If you want automation but want to choose your own holdings, M1 Finance lets you design a portfolio and weights while it handles the buying and rebalancing. If you want to keep your existing broker and decide everything yourself with AI help, Walnut connects your account and lets you research and decide through Claude or ChatGPT. Both keep you more in control than a discretionary robo. This is informational, not advice.
Fidelity Go vs Wealthfront?
Fidelity Go is free under a certain balance and deliberately simple, with fewer tax features. Wealthfront charges a small percentage-of-assets fee from dollar one but adds automated tax-loss harvesting and more cash and planning tools. The trade-off is Fidelity Go's lower cost on smaller balances versus Wealthfront's broader feature set. Verify current terms on each site. This is informational, not advice.

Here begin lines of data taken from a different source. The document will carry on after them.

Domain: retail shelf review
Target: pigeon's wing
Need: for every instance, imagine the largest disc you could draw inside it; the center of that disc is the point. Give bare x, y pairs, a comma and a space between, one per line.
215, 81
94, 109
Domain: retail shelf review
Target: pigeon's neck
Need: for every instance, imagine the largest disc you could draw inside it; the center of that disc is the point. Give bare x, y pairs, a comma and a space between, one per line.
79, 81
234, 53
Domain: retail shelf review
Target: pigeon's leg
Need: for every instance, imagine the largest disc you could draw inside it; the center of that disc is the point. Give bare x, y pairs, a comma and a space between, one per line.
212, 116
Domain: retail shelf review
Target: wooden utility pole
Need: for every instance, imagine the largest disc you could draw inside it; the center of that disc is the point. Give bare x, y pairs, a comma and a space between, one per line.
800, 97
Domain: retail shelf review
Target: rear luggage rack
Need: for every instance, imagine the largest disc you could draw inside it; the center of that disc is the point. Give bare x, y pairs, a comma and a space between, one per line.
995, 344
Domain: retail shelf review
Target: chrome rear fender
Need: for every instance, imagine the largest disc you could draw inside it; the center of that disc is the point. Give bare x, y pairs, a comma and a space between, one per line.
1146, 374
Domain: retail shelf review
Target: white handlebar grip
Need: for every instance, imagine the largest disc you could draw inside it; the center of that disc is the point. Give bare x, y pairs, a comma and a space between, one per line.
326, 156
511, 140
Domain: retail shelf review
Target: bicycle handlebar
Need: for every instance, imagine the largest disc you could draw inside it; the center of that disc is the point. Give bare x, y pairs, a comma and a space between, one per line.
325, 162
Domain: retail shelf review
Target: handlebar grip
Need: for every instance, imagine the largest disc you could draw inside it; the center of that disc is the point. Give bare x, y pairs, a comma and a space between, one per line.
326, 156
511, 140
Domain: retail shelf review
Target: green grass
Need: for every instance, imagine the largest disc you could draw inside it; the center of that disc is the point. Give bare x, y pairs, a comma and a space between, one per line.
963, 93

Can I get Fidelity Go features without using a robo?
You can approximate the core idea (a diversified, rebalanced portfolio) by holding a few broad index ETFs at a no-commission broker and rebalancing yourself, or by using a self-directed tool like M1 Finance that automates the rebalancing toward weights you choose. You give up the fully hands-off, set-and-forget convenience of a robo. This is informational, not investment advice.
Is Fidelity Go worth it?
Fidelity Go can be worth it if you value hands-off, automated management inside the Fidelity ecosystem and have a balance where the advisory fee is low or zero. Whether it fits depends on whether you want to delegate or stay in control, and how the fee structure lands at your balance. Verify current thresholds on Fidelity's site. This is informational, not advice.
What is the best robo-advisor alternative to Fidelity Go?
Among robo-advisors, Wealthfront and Betterment are the closest like-for-like with more tax features, Schwab Intelligent Portfolios is the no-advisory-fee option at any balance, and Vanguard Digital Advisor is the low-cost index-fund route. If you would rather not use a robo at all, M1 Finance and AI assistants like Walnut keep you in control. Match the tool to your goal. This is informational, not advice.
Fidelity Go vs a self-directed broker?
Fidelity Go manages a diversified portfolio for you and is free under a certain balance. A self-directed broker (Fidelity's own brokerage, Schwab, Public, Robinhood) puts the decisions and the rebalancing on you, with no advisory fee. A tool like Walnut sits on top of a self-directed broker and adds AI research and analysis while leaving every decision to you. The choice is convenience versus control. This is informational, not advice.
What should I look for in a Fidelity Go alternative?
Decide first whether you want delegation (a robo manages it) or control (you decide, possibly with automation or AI help), because those are different categories. Then check the fee model and any free threshold, the account minimum, tax features like loss harvesting, whether it connects to a broker you already use, and its regulatory status (discretionary manager, brokerage, or informational tool). Match those to your situation. This is informational and not investment advice.
Walnut is informational and is not an investment adviser. App features, pricing, regulatory status, and availability change; verify current details on each provider's site before deciding. Nothing on this page is a recommendation to buy, sell, or hold any security or to use any particular product.